In a preprint study, researchers at Microsoft, Peking University, and Nankai University say they’ve developed an approach — Taking Notes on the Fly (TNF) — that makes unsupervised language model pretraining more efficient by noting rare words to help models understand when (and where) they occur. They claim experimental results show TNF “significantly” bolsters pretraining of Google’s BERT while improving the model’s performance, resulting in a 60% decrease in training time.
One of the advantages of unsupervised pretraining is that it doesn’t require annotated data sets. Instead, models train on massive corpora from the web, which improves performance on various natural language tasks but tends to be computationally expensive. Training a BERT-based model on Wikipedia data requires more than five days using 16 Nvidia Tesla V100 graphics cards; even small models like ELECTRA take upwards of four days on a single card.
The researchers’ work aims to improve efficiency through better data utilization, taking advantage of the fact that many words appear very few times (in around 20% of sentences, according to the team) in training corpora. The embeddings of those words — i.e., the numerical representations from which the models learn — are usually poorly optimized, and the researchers argue these words could slow down the training process of other model parameters because they don’t carry adequate semantic information to make models understand what they mean.
TNF was inspired by how humans grasp information. Note-taking is a useful skill that can help recall tidbits that would otherwise be lost; if people take notes after encountering a rare word that they don’t know, the next time the rare word appears, they can refer to the notes to better understand the sentence. Similarly, TNF maintains a note dictionary and saves a rare word’s context information when the rare word occurs. If the same rare word occurs again in training, TNF employs the note information to enhance the semantics of the current sentence.
The researchers say TNF introduces little computational overhead at pretraining since the note dictionary is updated on the fly. Moreover, they assert it’s only used to improve the training efficiency of the model and isn’t served as part of the model; when the pretraining is finished, the note dictionary is discarded.
To evaluate TNF’s efficacy, the coauthors concatenated a Wikipedia corpus and the open source BookCorpus into a single 16GB data set, which they preprocessed, segmented, and normalized. They used it to pretrain several BERT-based models, which they then fine-tuned on the popular General Language Understand Evaluation (GLUE) benchmark.
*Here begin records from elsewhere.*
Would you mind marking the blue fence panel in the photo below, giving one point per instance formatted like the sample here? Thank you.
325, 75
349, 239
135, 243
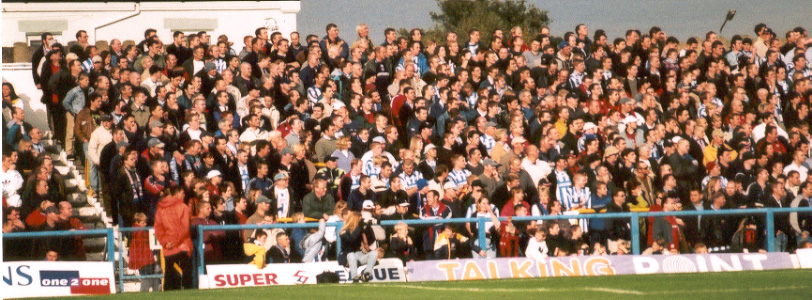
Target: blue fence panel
768, 213
108, 232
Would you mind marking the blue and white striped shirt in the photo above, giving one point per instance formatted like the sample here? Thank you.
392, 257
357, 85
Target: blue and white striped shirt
576, 197
563, 184
410, 181
314, 95
487, 141
459, 177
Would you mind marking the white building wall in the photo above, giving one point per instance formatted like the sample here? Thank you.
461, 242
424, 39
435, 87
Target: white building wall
19, 75
235, 19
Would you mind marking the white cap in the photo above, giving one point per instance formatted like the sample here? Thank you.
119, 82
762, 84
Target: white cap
213, 173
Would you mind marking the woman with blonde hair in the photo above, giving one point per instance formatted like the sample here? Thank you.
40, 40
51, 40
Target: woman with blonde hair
355, 237
330, 233
416, 145
500, 148
345, 156
300, 171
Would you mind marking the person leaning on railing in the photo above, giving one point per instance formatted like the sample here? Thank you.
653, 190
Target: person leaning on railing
172, 231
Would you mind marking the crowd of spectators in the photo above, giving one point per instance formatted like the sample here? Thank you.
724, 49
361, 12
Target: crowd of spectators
199, 132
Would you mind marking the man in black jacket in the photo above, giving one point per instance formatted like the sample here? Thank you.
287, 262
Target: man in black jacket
683, 165
47, 39
281, 252
717, 228
618, 230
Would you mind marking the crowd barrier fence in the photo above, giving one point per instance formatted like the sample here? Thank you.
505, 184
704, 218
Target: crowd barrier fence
111, 235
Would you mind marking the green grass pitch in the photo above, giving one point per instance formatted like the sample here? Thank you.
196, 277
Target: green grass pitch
780, 284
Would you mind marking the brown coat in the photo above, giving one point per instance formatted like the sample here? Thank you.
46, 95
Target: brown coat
85, 125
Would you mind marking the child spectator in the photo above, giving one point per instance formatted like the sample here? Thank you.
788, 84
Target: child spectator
141, 256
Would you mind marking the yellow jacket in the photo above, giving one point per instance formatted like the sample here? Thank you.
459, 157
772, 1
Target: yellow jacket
257, 251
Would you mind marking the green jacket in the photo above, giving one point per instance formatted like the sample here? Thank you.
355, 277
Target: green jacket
312, 207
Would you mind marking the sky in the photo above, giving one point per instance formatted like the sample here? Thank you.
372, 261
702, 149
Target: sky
682, 19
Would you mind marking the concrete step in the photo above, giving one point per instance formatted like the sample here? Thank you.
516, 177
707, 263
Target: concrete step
77, 198
96, 256
62, 168
95, 244
88, 211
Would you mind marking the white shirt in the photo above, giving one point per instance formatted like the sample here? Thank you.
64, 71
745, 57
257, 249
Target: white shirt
12, 181
537, 170
536, 250
801, 170
252, 134
282, 202
197, 65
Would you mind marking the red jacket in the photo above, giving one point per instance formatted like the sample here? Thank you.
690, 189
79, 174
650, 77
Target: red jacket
140, 254
172, 225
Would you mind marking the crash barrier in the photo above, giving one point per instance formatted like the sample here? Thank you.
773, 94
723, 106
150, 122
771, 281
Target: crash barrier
60, 278
76, 278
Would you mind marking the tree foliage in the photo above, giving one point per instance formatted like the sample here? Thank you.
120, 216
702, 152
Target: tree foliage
461, 16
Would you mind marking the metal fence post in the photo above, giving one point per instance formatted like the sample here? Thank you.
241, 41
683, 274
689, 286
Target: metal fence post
770, 231
338, 240
200, 248
111, 246
482, 236
121, 264
635, 224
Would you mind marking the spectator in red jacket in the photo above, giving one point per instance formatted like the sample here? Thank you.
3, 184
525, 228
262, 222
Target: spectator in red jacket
172, 231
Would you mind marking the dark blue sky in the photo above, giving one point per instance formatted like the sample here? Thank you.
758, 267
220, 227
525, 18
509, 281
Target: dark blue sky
682, 19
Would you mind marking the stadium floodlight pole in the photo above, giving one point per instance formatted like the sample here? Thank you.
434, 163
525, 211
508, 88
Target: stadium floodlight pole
200, 246
730, 14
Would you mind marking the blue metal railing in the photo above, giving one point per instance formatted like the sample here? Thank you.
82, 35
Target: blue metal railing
108, 232
200, 245
633, 217
121, 274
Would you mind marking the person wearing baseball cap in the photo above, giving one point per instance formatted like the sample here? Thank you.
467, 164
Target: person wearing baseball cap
518, 144
717, 143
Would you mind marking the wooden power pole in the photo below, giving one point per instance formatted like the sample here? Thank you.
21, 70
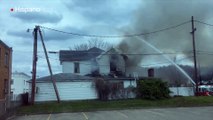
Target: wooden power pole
49, 66
35, 35
194, 54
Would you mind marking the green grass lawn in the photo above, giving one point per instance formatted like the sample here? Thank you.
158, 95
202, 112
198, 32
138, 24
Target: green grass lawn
92, 105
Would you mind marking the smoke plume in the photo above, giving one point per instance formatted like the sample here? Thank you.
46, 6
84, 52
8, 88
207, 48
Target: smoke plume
157, 14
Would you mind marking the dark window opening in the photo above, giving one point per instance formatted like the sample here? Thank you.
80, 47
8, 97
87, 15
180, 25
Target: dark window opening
76, 67
6, 59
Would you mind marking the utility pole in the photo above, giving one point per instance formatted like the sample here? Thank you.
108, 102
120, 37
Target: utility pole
49, 66
35, 35
194, 53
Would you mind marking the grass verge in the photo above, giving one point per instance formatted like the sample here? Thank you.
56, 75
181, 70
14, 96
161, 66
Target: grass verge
93, 105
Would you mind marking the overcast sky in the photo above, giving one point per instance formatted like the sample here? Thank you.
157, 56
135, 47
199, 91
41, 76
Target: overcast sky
100, 17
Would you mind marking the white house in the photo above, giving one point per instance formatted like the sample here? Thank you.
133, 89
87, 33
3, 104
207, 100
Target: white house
79, 62
19, 83
92, 61
71, 87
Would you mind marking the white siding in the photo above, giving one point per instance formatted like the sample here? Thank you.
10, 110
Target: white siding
128, 83
184, 91
85, 67
67, 91
20, 84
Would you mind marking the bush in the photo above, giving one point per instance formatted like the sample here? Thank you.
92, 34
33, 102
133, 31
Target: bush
108, 90
152, 89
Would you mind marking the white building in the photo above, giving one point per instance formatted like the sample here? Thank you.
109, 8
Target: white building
71, 87
19, 83
92, 61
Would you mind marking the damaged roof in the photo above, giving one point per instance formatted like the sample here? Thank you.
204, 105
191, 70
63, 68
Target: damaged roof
64, 77
71, 55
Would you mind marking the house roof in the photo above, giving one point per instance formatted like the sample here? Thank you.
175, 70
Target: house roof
63, 77
70, 77
70, 55
2, 43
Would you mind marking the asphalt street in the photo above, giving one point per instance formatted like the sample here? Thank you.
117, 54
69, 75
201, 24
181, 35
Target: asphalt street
182, 113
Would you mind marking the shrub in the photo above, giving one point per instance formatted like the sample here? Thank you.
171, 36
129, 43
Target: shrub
152, 89
108, 90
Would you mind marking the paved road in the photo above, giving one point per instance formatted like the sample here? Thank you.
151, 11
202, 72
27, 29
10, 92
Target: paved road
193, 113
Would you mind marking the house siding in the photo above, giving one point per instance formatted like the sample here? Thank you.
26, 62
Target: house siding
67, 91
20, 84
85, 67
104, 65
5, 76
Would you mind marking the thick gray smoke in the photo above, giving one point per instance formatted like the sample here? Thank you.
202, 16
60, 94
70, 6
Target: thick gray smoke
157, 14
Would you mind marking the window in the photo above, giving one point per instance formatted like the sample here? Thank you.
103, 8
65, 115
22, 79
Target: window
6, 86
0, 56
12, 82
37, 90
76, 67
6, 59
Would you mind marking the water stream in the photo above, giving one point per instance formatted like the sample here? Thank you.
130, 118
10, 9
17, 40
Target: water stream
169, 59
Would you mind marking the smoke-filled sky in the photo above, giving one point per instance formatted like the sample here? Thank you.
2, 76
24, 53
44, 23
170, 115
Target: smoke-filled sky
105, 17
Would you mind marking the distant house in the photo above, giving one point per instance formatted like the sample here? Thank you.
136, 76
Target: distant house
5, 74
79, 62
92, 61
19, 83
72, 87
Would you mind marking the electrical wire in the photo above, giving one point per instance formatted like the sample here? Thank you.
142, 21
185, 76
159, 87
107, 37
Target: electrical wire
115, 36
203, 23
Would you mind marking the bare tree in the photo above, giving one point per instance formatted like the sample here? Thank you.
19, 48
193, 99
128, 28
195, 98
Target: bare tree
93, 43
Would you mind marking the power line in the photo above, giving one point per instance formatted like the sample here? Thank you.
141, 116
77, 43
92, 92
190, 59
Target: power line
203, 23
115, 36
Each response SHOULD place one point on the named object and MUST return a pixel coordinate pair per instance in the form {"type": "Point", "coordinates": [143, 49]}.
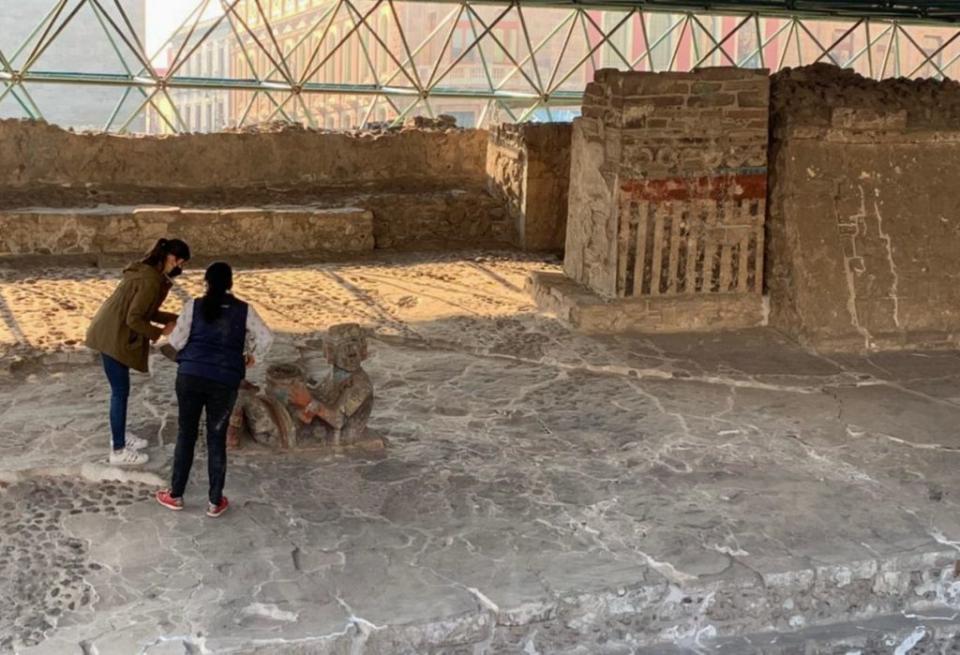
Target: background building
{"type": "Point", "coordinates": [82, 46]}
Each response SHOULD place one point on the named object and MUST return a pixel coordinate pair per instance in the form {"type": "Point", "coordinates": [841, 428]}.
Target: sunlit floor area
{"type": "Point", "coordinates": [540, 491]}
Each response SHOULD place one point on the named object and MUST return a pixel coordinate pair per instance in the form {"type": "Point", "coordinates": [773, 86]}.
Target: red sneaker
{"type": "Point", "coordinates": [164, 498]}
{"type": "Point", "coordinates": [214, 511]}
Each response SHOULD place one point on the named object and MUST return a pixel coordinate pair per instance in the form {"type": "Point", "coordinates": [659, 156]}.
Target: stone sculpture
{"type": "Point", "coordinates": [294, 411]}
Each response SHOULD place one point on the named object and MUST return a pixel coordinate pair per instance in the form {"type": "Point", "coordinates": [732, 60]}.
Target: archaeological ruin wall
{"type": "Point", "coordinates": [863, 226]}
{"type": "Point", "coordinates": [667, 202]}
{"type": "Point", "coordinates": [528, 168]}
{"type": "Point", "coordinates": [281, 189]}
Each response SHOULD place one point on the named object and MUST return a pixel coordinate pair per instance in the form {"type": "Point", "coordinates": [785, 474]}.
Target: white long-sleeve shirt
{"type": "Point", "coordinates": [257, 343]}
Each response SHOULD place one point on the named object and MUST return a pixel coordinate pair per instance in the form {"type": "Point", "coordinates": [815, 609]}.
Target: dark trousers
{"type": "Point", "coordinates": [118, 375]}
{"type": "Point", "coordinates": [194, 395]}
The researchers report that TNF accelerates the BERT-based models throughout the entire pretraining process. The average GLUE scores were larger than the baseline through most of the pretraining, with one model reaching BERT’s performance within two days while it took a TNF-free BERT model nearly six days. And the BERT-based models with TNF outperformed the baseline model on the majority of sub-tasks (eight tasks in total) by “considerable margins” on GLUE.
“TNF alleviates the heavy-tail word distribution problem by taking temporary notes for rare words during pre-training,” the coauthors wrote. “If trained with the same number of updates, TNF outperforms original BERT pre-training by a large margin in downstream tasks. Through this way, when rare words appear again, we can leverage the cross-sentence signals saved in their notes to enhance semantics to help pre-training.”